My parents owned two cats before I was born. Their names were Baby and Jeong. They lived long enough for me to remember them, but not long enough to love them. Love for my cats would be learned later in life.
I remember little of Baby, but Jeong, our black cat, spent considerably more time in my life. He died around the time I was in middle school. I didn’t feel any emotion over losing him, which still makes me feel bad.
Around the time I started attending high school, my parents told me that a friend’s cat had just given birth to a litter of kittens. This friend was looking to give the kittens away and we were given a pair of orange brothers. My brother came up with their names: Crash and Eddie, after the possums in “Ice Age.”
These two have kept our home interesting in the years since we took them in. They grew overweight, and while they are now healthy, they are terribly gluttonous. They love to play, mostly with me, and often get into trouble. Half the house is usually forbidden to them without supervision because they will always find a way to break something.
A couple of weeks ago, I drove home for the first time since the semester began. Crash was clearly excited about this because he wouldn’t stop rubbing up against me, meowing when I wouldn’t give him attention, and rolling onto his back when I did.
Recently, it occurred to me that I cannot remember a time when Jeong rubbed up against my leg, or rolled on his back when I pet him, or played with me in any way. In fact, petting him was often difficult, because he would constantly run away from me.
I was a bit of a menace toward animals as a child, and Jeong was the animal I was around the most. Like the birds and the rabbits I saw outside, I would chase him around, wanting to pet him without understanding how much the chasing frightened him. Eventually, it became a game for me, and Jeong would spend half the day under my parents’ bed to escape me.

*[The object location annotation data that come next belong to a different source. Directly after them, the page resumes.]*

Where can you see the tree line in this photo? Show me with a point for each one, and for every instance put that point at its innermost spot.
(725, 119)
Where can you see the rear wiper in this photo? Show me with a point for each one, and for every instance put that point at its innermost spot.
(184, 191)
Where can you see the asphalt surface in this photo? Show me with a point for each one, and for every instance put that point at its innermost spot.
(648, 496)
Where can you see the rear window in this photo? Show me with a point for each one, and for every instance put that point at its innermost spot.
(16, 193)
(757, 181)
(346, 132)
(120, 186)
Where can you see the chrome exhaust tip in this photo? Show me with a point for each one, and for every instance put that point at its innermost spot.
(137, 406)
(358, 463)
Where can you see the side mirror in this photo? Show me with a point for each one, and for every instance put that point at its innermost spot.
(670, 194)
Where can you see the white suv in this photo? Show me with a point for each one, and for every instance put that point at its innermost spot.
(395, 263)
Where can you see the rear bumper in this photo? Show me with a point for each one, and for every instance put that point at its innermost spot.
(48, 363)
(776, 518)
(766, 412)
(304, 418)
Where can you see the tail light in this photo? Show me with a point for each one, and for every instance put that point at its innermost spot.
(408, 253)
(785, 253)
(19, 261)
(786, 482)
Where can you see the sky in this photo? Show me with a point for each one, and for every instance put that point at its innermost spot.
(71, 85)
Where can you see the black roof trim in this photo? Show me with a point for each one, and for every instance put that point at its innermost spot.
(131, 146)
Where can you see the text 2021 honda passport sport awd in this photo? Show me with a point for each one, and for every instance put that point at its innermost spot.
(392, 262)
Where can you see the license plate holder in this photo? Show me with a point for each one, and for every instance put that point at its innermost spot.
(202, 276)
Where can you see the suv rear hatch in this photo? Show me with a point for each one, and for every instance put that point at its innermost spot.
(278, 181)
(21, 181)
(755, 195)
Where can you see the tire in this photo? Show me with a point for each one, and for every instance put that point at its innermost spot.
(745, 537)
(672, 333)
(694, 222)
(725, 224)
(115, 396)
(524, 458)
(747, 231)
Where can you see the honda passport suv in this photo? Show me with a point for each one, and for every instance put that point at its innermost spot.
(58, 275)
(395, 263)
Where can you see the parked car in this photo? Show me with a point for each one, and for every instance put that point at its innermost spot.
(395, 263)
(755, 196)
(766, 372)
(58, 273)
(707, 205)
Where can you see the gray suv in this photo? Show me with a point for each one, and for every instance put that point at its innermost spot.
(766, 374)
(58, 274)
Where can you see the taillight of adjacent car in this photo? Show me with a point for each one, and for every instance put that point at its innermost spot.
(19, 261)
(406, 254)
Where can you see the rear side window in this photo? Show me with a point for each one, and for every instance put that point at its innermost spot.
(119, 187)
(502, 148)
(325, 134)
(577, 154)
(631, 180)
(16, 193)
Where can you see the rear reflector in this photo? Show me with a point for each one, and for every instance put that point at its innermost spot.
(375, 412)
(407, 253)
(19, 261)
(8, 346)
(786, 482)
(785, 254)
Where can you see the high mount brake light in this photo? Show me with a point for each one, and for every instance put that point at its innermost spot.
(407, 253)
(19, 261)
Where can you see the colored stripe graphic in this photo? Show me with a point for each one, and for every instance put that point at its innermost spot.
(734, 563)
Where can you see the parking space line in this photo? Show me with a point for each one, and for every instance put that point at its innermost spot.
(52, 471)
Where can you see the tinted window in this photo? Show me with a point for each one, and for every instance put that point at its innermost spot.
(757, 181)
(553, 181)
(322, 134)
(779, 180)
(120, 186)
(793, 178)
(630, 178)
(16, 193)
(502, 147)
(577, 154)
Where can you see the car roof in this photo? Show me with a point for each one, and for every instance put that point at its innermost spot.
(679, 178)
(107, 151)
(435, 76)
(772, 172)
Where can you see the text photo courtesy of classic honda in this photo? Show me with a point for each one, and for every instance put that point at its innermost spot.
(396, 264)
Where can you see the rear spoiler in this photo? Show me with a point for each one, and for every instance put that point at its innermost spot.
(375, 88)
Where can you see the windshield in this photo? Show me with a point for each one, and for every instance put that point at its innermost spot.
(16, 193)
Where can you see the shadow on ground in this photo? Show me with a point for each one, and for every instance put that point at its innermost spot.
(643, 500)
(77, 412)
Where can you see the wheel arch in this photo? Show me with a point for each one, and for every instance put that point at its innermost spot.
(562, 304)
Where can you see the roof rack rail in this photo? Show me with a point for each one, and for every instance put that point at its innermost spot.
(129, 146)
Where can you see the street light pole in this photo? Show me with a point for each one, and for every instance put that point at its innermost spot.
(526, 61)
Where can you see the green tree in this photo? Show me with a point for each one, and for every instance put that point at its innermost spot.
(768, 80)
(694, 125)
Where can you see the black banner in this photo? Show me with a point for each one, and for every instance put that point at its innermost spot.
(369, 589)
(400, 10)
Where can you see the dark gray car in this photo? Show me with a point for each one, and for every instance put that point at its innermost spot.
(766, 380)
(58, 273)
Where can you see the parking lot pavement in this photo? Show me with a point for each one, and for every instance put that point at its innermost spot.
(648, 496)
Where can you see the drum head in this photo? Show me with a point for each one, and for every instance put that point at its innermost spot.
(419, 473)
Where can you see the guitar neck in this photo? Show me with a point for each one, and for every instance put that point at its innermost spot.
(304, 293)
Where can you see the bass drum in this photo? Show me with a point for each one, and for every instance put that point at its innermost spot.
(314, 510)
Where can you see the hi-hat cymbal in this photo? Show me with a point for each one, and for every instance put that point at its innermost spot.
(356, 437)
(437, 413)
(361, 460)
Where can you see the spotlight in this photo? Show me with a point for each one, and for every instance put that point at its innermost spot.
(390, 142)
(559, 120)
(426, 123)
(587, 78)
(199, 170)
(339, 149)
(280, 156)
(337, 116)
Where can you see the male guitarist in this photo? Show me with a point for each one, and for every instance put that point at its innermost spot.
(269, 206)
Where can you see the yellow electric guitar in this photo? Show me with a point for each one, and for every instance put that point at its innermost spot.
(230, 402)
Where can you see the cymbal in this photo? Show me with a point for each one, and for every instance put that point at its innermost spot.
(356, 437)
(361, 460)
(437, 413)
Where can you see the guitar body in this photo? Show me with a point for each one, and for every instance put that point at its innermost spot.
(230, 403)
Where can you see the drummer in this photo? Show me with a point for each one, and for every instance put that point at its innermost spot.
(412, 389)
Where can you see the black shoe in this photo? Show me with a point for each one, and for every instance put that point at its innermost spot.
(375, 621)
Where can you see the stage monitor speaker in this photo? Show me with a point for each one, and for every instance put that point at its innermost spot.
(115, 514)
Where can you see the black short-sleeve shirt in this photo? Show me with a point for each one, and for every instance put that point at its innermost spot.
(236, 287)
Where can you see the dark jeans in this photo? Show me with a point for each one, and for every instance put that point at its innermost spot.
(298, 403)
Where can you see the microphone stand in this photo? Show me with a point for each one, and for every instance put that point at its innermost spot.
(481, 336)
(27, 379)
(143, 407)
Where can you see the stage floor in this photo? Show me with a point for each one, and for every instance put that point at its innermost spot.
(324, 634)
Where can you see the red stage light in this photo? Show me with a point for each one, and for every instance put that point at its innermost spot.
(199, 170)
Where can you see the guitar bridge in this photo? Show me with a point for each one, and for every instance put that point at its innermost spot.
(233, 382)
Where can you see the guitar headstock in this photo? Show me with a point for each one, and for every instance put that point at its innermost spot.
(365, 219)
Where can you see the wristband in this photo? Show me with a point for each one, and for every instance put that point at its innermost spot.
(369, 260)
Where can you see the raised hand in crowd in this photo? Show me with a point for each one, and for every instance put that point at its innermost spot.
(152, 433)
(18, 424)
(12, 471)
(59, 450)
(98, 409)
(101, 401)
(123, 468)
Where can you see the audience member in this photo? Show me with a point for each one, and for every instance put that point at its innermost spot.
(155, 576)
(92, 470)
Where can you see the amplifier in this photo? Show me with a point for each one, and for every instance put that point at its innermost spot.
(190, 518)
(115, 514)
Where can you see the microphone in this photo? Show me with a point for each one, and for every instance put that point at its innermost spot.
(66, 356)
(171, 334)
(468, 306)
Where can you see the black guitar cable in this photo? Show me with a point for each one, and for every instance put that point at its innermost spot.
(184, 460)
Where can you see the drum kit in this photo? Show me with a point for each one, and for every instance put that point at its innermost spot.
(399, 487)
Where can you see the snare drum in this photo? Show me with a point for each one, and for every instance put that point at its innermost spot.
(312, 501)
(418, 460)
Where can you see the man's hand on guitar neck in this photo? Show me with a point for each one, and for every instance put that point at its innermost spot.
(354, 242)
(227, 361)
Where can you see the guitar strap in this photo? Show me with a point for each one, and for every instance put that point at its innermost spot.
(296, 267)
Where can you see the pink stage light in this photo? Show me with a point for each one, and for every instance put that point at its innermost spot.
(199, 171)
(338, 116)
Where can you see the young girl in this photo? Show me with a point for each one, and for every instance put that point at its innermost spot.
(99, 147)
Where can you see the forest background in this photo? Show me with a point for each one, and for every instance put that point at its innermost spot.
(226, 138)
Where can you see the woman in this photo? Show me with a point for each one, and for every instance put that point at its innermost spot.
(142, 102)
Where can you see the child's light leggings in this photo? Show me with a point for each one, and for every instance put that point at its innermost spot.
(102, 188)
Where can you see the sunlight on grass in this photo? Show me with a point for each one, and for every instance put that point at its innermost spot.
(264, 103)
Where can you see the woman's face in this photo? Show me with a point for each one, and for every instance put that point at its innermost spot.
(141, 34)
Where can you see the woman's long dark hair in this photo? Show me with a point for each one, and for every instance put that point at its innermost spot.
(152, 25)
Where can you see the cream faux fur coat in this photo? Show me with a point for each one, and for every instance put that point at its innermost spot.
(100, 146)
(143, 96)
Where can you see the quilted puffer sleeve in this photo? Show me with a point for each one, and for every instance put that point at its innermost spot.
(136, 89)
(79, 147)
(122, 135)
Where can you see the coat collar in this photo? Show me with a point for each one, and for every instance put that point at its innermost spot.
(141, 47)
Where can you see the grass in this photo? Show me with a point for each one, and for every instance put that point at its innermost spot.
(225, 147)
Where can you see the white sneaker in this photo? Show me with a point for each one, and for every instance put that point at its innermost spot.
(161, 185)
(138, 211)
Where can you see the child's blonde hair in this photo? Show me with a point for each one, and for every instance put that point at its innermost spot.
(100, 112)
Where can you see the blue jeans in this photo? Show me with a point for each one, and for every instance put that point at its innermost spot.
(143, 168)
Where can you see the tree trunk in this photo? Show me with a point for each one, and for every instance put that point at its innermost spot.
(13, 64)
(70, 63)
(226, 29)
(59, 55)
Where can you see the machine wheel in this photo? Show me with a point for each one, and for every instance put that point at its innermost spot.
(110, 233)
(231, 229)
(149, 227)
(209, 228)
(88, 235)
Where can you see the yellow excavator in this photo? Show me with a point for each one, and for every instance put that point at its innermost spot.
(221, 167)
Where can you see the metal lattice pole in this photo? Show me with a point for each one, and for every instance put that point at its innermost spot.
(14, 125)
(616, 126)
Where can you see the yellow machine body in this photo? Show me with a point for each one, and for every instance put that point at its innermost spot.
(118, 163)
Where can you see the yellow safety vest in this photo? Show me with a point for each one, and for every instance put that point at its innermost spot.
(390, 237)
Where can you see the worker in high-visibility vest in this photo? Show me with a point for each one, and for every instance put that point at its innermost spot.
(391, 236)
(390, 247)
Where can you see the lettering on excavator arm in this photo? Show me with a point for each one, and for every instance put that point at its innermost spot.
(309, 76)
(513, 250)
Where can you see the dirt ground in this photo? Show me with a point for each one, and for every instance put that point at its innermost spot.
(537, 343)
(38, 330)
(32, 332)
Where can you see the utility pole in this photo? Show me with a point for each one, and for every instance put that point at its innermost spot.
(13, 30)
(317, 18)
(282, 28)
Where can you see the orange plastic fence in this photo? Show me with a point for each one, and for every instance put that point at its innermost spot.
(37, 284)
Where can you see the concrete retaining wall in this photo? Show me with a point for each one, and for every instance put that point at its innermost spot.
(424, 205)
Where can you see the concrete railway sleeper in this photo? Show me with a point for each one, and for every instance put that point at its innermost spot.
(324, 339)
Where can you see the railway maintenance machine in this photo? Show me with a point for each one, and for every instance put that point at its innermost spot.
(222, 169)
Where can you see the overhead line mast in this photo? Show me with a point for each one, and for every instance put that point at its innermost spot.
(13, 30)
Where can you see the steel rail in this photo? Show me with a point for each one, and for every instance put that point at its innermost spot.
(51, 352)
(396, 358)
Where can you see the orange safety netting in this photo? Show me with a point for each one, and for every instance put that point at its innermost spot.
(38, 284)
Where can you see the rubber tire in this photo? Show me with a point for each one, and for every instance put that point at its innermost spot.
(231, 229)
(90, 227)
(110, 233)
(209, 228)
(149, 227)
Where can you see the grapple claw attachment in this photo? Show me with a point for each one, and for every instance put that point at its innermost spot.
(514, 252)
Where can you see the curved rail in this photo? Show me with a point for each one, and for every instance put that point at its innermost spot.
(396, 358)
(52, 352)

I doubt Jeong loved me; I had given him more terror than affection. When Crash and Eddie were being adopted, I was still thinking about how little I had cared in return when Jeong had been put down, because I thought that I should feel something; my pet had died, after all.
Driven by this thought, I tried harder with Crash and Eddie, and my family seemed to agree. Our early decision to not declaw them was unanimous, they were given toys Jeong and Baby never had, and we took off their collars because they were clearly uncomfortable. For a long time, I’ve wanted to let them go outside, even just to wander our backyard or go on a walk, though my parents have never done anything to address this.
Crash and Eddie annoy me constantly; they keep trying to scratch things they shouldn’t, they constantly demand food and attention, and breaking up fights between them without getting scratched usually involves chasing them with a pillow.
Still, I miss them while I study at college, and I know that it will be a sad day when they don’t have the energy to play anymore.
When the day came that Jeong stopped running from me because he couldn’t do it any longer, I didn’t notice until my mom told me, and even then I only felt mild concern.
When I am home alone with Crash and Eddie, they caterwaul and roughhouse because they are bored and want someone from my family to be around, if only to give them company. I can’t always give them what they want, but I do sympathize with them regardless.
I don’t think I would have treated Jeong any better if I had been a little older and he had been introduced to me as a kitten; at the time, I simply didn’t understand how to empathize with anyone.
So if there is any reason for me to feel grateful for Crash and Eddie, it is for how they helped me learn to care about someone else, even a cat.